第5話 謎の転校生?

「え?転校生?」


桜は担任の先生が告げた言葉に驚いた。この時期に転校生が来るなんて珍しい。そして、教室のドアが開き、静かな空気の中、一人の少年が現れた。整った顔立ちに短い黒髪、そしてキラリと光る眼鏡が特徴的だ。彼はクラスの前に立つと、軽く頭を下げて自己紹介を始めた。


「僕は…えーと、『モグ』です。よろしくお願いします。」


「モグ!?」


桜は思わず声を上げてしまった。なんと、あの異次元生物のモグが人間の姿で教室に立っていたのだ。クラスメイトたちは、急に大声を出した桜を驚いた顔で見つめる。慌てて口を手で押さえた桜は、必死に冷静を装うが、頭の中は大混乱だ。


(どういうこと!?モグが人間になってる!?しかも、クラスメイトとして転校してきたなんて…。)


先生は軽く咳払いをして、クラス全体に声をかけた。


「じゃあ、モグ君は…えー、空いてる席に座ってもらって…春山さんの隣が空いてるね。」


「えぇぇぇっ!?」


桜は驚きのあまり、思わず立ち上がってしまった。モグが自分の隣に座るなんて想像もしていなかった。しかし、モグはまるで何事もなかったかのように、桜の隣の席に座り、静かにノートを取り出した。


「よろしく、桜。」


「なんで人間になってるの!?しかも普通に喋ってるし!」


桜はモグに小声で問い詰めた。だが、モグはにこりと笑いながら答えた。


「わからないけど、気づいたらこうなってたんだ。人間の世界に馴染むためだって、誰かに言われたような気がするよ。」


「誰かって…!?いや、そもそもそんな適当な理由で転校してこないでよ!」


桜は頭を抱えたが、周りのクラスメイトたちは転校生のモグを不思議に思うこともなく、普通に受け入れていた。異次元の力が何か作用しているのか、桜以外の誰も彼の異常さには気づいていないようだ。

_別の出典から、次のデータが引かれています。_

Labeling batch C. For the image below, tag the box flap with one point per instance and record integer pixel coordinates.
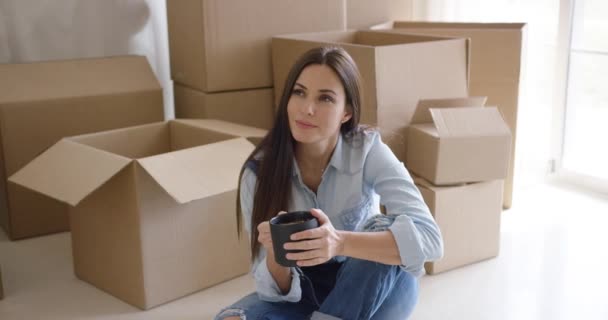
(69, 171)
(199, 172)
(225, 127)
(422, 115)
(469, 121)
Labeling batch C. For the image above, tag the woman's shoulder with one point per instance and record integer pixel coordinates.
(356, 147)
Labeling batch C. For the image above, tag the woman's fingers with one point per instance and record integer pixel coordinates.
(305, 245)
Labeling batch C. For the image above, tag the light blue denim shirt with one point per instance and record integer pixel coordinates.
(361, 171)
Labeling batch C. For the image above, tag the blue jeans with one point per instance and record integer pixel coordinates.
(355, 289)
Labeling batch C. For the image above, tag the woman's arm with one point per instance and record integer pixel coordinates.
(407, 235)
(272, 284)
(328, 242)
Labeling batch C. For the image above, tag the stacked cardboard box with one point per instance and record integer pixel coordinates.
(152, 217)
(496, 63)
(459, 153)
(40, 103)
(397, 70)
(219, 48)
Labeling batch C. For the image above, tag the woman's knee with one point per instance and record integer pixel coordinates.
(231, 314)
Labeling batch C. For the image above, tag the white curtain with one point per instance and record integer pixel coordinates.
(38, 30)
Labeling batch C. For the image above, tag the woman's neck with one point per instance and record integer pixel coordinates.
(315, 157)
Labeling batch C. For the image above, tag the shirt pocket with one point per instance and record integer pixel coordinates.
(353, 218)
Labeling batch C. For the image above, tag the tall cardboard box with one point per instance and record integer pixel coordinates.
(41, 103)
(249, 107)
(497, 51)
(397, 70)
(220, 45)
(454, 145)
(469, 218)
(153, 207)
(365, 13)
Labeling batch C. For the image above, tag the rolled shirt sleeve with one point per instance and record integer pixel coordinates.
(266, 287)
(407, 216)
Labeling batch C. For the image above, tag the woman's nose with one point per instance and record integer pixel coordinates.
(309, 108)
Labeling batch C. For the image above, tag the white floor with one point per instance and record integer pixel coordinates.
(552, 265)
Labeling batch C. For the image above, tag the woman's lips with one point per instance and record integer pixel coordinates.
(304, 125)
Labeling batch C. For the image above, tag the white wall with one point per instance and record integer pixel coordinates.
(37, 30)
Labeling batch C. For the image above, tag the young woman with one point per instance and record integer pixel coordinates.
(358, 264)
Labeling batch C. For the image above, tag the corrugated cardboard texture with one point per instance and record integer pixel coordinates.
(106, 239)
(496, 58)
(364, 13)
(467, 144)
(187, 247)
(43, 102)
(226, 127)
(219, 45)
(397, 70)
(163, 226)
(469, 219)
(187, 135)
(422, 114)
(191, 174)
(249, 107)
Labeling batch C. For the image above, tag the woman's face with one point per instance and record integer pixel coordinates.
(317, 106)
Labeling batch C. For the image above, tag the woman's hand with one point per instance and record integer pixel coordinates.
(321, 244)
(264, 237)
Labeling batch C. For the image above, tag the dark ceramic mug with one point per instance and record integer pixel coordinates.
(281, 229)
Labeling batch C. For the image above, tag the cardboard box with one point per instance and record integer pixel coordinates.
(364, 13)
(220, 45)
(41, 103)
(249, 107)
(455, 141)
(153, 207)
(397, 70)
(497, 51)
(468, 216)
(1, 286)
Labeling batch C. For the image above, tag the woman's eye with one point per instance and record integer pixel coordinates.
(327, 98)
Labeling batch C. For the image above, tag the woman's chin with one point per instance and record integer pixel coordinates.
(304, 138)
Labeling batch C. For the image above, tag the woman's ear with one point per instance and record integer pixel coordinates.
(347, 115)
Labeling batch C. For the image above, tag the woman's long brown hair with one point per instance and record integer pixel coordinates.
(274, 156)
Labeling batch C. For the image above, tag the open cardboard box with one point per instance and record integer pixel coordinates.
(397, 70)
(458, 140)
(468, 216)
(153, 207)
(497, 58)
(42, 102)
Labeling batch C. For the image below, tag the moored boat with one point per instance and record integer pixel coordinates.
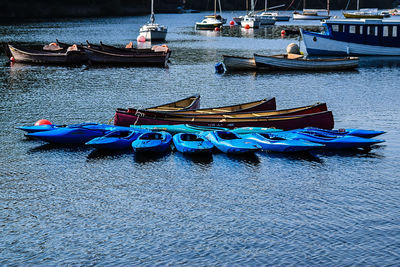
(320, 120)
(155, 58)
(152, 142)
(153, 31)
(379, 37)
(298, 62)
(70, 56)
(231, 143)
(79, 134)
(120, 139)
(279, 144)
(330, 141)
(192, 143)
(348, 131)
(233, 63)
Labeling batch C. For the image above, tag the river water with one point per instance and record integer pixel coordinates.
(72, 206)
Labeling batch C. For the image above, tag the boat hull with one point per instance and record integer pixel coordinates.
(42, 57)
(283, 145)
(233, 63)
(282, 62)
(322, 120)
(232, 146)
(192, 143)
(320, 44)
(106, 58)
(149, 145)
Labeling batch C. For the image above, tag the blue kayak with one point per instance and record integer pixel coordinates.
(354, 132)
(232, 143)
(192, 143)
(279, 144)
(259, 130)
(330, 141)
(120, 139)
(155, 142)
(76, 134)
(48, 127)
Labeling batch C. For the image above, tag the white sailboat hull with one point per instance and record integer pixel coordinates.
(321, 45)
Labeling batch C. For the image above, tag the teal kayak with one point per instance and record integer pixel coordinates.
(192, 143)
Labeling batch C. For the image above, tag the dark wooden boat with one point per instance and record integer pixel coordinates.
(28, 55)
(188, 103)
(259, 105)
(319, 107)
(106, 55)
(322, 120)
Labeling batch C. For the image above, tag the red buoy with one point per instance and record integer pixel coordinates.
(141, 38)
(43, 122)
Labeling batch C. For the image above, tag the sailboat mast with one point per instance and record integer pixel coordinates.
(327, 6)
(152, 19)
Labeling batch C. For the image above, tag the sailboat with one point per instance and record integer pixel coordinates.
(273, 15)
(211, 22)
(311, 14)
(364, 13)
(152, 31)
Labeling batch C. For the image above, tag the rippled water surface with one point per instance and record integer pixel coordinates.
(73, 206)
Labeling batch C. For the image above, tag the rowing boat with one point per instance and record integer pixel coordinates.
(321, 120)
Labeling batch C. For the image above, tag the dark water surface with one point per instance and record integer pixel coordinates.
(73, 206)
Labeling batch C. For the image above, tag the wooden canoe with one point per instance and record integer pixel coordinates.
(233, 63)
(322, 120)
(254, 106)
(285, 62)
(188, 103)
(27, 55)
(102, 57)
(319, 107)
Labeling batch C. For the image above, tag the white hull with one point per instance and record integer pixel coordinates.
(239, 63)
(316, 45)
(282, 62)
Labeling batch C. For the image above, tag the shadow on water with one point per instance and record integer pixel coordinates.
(201, 159)
(58, 147)
(355, 152)
(309, 156)
(107, 154)
(379, 62)
(150, 157)
(249, 158)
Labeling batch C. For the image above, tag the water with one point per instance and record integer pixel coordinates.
(73, 206)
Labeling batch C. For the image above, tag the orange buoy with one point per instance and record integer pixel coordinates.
(141, 38)
(42, 122)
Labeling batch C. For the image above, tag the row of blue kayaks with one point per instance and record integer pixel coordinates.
(200, 139)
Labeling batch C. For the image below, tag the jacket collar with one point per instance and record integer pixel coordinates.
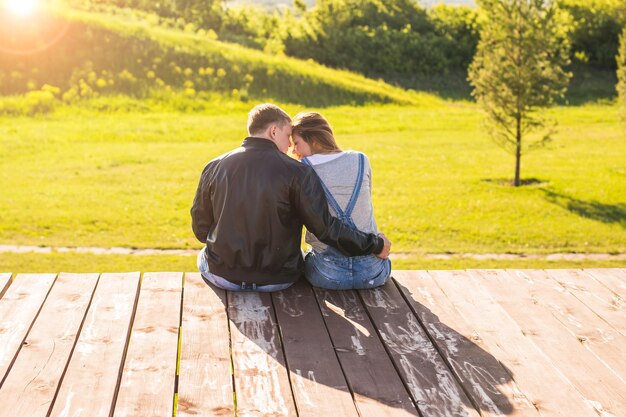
(252, 142)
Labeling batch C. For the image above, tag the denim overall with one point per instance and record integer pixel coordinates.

授業が始まると、モグは見た目こそ優等生のようだが、その実態は全く別だった。先生が板書している最中に、モグは授業内容を無視して、持っていた消しゴムをムシャムシャと食べ始めたのだ。


「ちょ、ちょっと!何してるのよ!」


桜は慌ててモグの手から消しゴムを取り上げるが、すでに半分が食べられていた。もちろん、周りのクラスメイトにはその奇妙な光景が見えていない。


「だって、お腹が空いたんだよ。授業中でも食べ物は食べたいだろ?」


モグが悪びれる様子もなく言うものだから、桜はため息をつくしかなかった。異次元生物が人間の姿で転校してきた上に、普通の人間とは全く違う行動を取る。これでは騒動が絶えないのは目に見えている。


その後も、モグは授業中に机をガリガリと齧ったり、ノートを丸めて食べようとしたりと、予想通りの奇行を繰り返した。そのたびに桜はモグを止めようと奮闘するが、どうにもうまくいかない。


「これ以上、変なことしないでよ…!」


桜が心の中でそう叫んだが、モグの無邪気な行動は止まることなく、クラスメイトたちの目をかいくぐって次々と笑いを引き起こしていく。


授業が終わり、放課後になった。桜はモグを引っ張りながら、教室の外へと連れ出した。


「モグ!なんでこんなことになってるのか説明してよ!」


桜が問い詰めると、モグは首をかしげながら答えた。


「僕もよくわからないんだ。でも、人間の世界で少しだけ普通の生活をしてみたくなったんだよ。楽しそうだし。」


「楽しそうって…そんな簡単な理由で転校してこないでよ!」


桜は再び頭を抱えたが、モグの無邪気な笑顔を見て、結局は怒る気も失せてしまった。どうやら、彼との騒動はまだまだ続きそうだ。


「もう、いいよ…。でも、これからは私に迷惑かけないようにしてよね。」


「うん、わかったよ。」


そう言ってモグはにこりと笑い、桜の隣を歩き始めた。こうして、モグが人間として学校生活に溶け込む(?)日々が始まったのだった。